Easy Labs
PaymentsGuides

Handle a dispute

React to chargebacks, attach evidence, and reconcile outcomes.

Goal

Build the operational glue around chargebacks: fire an alert when a Dispute opens, surface it in your internal tooling alongside the original Order, and update your records when the network rules. Most evidence collection happens through the dashboard; the SDK's role is detection, correlation, and bookkeeping.

Prerequisites

  • Easy Labs API key — see Quickstart.
  • @easylabs/node installed.
  • A registered webhook endpoint that subscribes to dispute.created and dispute.updated. Register one with client.registerWebhookEndpoint({ url, events: ["dispute.created", "dispute.updated"] }) and store the returned signing secret immediately — it is only ever returned once.

Implementation

1. Listen for new disputes

import { createClient, EasyWebhooks } from "@easylabs/node";

const easy = await createClient({ apiKey: process.env.EASY_API_KEY! });

app.post("/webhooks/easy", async (req, res) => {
  const event = EasyWebhooks.constructEvent(
    req.rawBody,
    req.header("x-easy-webhook-signature") ?? "",
    process.env.EASY_WEBHOOK_SECRET!,
  );

  if (event.type === "dispute.created") {
    const dispute = event.data as { id: string; transfer: string };
    await alertOpsTeam({
      disputeId: dispute.id,
      transferId: dispute.transfer,
    });
  }

  if (event.type === "dispute.updated") {
    const dispute = event.data as { id: string; status: string };
    await updateInternalRecord(dispute.id, dispute.status);
  }

  res.status(204).end();
});

EasyWebhooks.constructEvent verifies the HMAC-SHA256 signature against the raw request body. Do not parse the body before passing it in — JSON re-stringifying changes whitespace and breaks the signature check.

2. Correlate the Dispute back to your Order

The Dispute's transfer field is the Transfer ID; from there you can resolve the Order:

const { data: dispute } = await easy.getDispute(disputeId);
const transferId = dispute.transfer as string;

const { data: transfer } = await easy.getTransfer(transferId);
// In production, look up your internal order using transfer.tags.internal_order_id
// or by querying your DB for the matching Customer + amount + timestamp.

If you set tags on the Transfer or Order at creation time (e.g. tags: { internal_order_id }), this lookup is a single DB query.

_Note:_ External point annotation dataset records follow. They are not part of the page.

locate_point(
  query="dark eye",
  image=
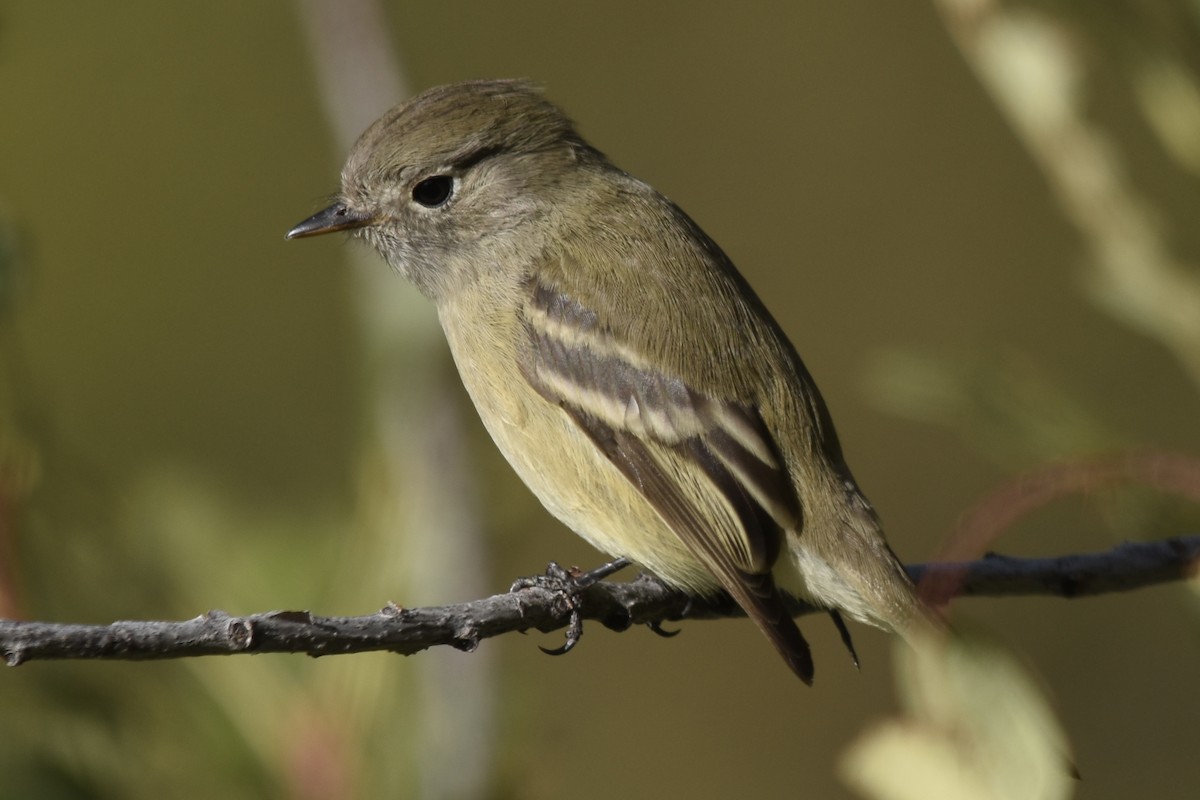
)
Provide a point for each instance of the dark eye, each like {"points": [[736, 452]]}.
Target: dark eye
{"points": [[433, 191]]}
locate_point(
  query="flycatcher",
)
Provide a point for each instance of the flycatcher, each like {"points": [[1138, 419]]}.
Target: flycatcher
{"points": [[621, 362]]}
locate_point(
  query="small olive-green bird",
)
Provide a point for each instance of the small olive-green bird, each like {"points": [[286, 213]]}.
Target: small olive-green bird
{"points": [[621, 362]]}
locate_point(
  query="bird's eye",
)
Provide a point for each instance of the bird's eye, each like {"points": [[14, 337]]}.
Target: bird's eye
{"points": [[433, 191]]}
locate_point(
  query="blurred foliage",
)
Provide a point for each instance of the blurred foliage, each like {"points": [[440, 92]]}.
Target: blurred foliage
{"points": [[973, 726]]}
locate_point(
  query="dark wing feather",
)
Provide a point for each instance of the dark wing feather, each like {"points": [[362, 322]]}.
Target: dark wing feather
{"points": [[653, 426]]}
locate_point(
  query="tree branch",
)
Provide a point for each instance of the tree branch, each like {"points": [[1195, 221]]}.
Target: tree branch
{"points": [[617, 606]]}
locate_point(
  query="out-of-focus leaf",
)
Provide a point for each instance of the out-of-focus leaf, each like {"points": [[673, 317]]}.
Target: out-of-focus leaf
{"points": [[975, 727]]}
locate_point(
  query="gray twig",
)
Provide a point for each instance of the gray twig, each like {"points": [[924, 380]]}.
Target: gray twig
{"points": [[617, 606]]}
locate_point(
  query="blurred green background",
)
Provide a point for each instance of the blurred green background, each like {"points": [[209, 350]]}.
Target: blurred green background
{"points": [[185, 397]]}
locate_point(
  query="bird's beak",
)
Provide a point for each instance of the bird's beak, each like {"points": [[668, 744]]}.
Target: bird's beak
{"points": [[336, 217]]}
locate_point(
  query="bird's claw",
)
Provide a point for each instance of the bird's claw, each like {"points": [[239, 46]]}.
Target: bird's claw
{"points": [[569, 584]]}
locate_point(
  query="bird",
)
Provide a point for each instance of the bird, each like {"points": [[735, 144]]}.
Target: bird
{"points": [[623, 366]]}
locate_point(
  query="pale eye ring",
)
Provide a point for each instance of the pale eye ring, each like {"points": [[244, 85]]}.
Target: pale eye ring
{"points": [[433, 191]]}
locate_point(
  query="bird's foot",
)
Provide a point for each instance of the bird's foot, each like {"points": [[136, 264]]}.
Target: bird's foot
{"points": [[569, 584]]}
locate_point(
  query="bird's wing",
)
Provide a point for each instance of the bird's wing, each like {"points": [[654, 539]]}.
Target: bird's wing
{"points": [[707, 464]]}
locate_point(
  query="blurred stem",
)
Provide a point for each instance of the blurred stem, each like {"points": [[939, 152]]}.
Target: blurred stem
{"points": [[1033, 67], [420, 498]]}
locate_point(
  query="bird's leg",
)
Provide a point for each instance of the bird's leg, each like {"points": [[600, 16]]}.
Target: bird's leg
{"points": [[845, 633], [569, 584]]}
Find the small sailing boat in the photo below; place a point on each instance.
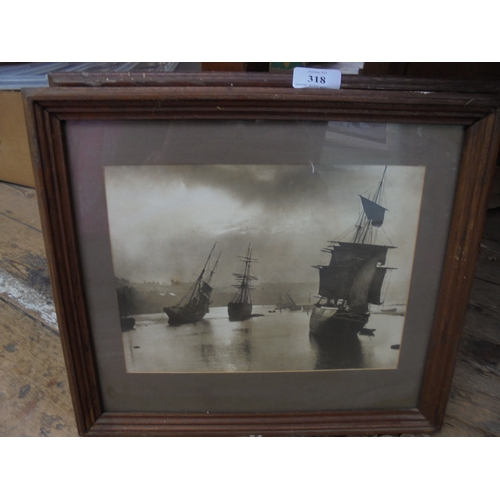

3. Tag the Dispute for internal triage

You can attach your own metadata to the Dispute so it correlates with your internal ticketing system:

await easy.updateDispute(disputeId, {
  internal_case_id: "CASE-2026-00123",
  assigned_to: "ops-team",
});

tags are the only mutable surface on a Dispute — submitting evidence happens through the dashboard.

4. Resolve

When dispute.updated fires with a terminal status (WON, LOST, ACCEPTED), update your books:

  • WON — funds return to the merchant settlement; reverse any provisional refund you issued.
  • LOST — funds remain with the buyer; write off the loss against the original Order.
  • ACCEPTED — you chose not to contest; same financial impact as LOST.

Tradeoffs

  • The SDK does not currently expose programmatic evidence upload — that workflow lives in the dashboard. If you need API-driven evidence for a custom internal tool, talk to your account team.
  • The Dispute schema is processor-permissive ({ id: string; [key: string]: unknown }) — fields beyond id, amount, currency, status, transfer, reason_code, and respond_by may vary across networks. Treat unknown fields defensively.
  • Always rely on dispute.updated for terminal status. Polling getDispute works but wastes API budget.